Тогда трое Уорвиков повернули своих коней к балюстраде и опустили копья перед королевской ложей. Трое детей короля вспыхнули, потому что им никогда еще до сих пор не оказывали подобной чести. Никто не знал, за кем из них признает Генрих права престолонаследия, так как они происходили от осужденных женщин короля. По этой причине со стороны Уорвика было тонко рассчитанным шагом, что он оказал им всем троим зараз одинаковый почет, и король мог быть только польщен этим.
– Черт возьми! – воскликнул он. – Лорд Уорвик дает нам понять, что мы стареем и должны подумать о своих детях. Эдуард, подай лорду бант, чтобы он служил твердой опорой нашему наследнику, когда мы со временем отправимся к нашим предкам. Мария, дай Гилфорду Уорвику-Дадли знак, что ты чествуешь храброго рыцаря, а ты, Елизавета, укрась хорошенько пажа.

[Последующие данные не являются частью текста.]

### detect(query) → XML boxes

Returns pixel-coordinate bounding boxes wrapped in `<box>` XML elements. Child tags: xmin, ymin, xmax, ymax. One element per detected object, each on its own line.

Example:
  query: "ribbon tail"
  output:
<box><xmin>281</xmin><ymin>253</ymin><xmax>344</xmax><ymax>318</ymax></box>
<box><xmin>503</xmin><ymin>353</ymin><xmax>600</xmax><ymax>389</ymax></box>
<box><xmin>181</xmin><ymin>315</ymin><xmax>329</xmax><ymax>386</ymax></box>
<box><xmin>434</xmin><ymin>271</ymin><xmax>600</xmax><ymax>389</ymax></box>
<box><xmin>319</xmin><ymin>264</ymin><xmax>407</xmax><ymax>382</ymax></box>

Пока старшие дети короля суетились, спеша исполнить отцовское приказание, Елизавета замешкалась немного; гордая принцесса стыдилась того, что паж будет носить ее цвета, а так как она не смела возражать, то принялась так неловко откалывать бант, что у нее отстегнулся весь откидной рукав и упал на землю.
Молодой Дадли ждал, сконфуженный, потому что насмешливая улыбка уже мелькала на губах зрителей, но вдруг, быстро решившись, он схватил рукав и вместо того, чтобы отколоть от него бант, привязал его целиком на свой стальной шлем.
– Он не застенчив, – расхохотался Генрих. – Этот малый норовит захватить всю руку, стоит протянуть ему только один палец!
Елизавета покраснела с досады на такую смелость пажа, но когда она подняла взор, то встретила такой смелый и вместе с тем такой умоляющий взгляд мальчика, что отвернулась в смущении, точно этот взгляд зажег ей что-то в сердце и победил ее гордость.
– Дамский рукав и перья на шлеме… Что начато в шутку, покончат всерьез! – пропел вполголоса придворный шут, и тихий смех приближенных дам Елизаветы помешал ей преодолеть свое замешательство.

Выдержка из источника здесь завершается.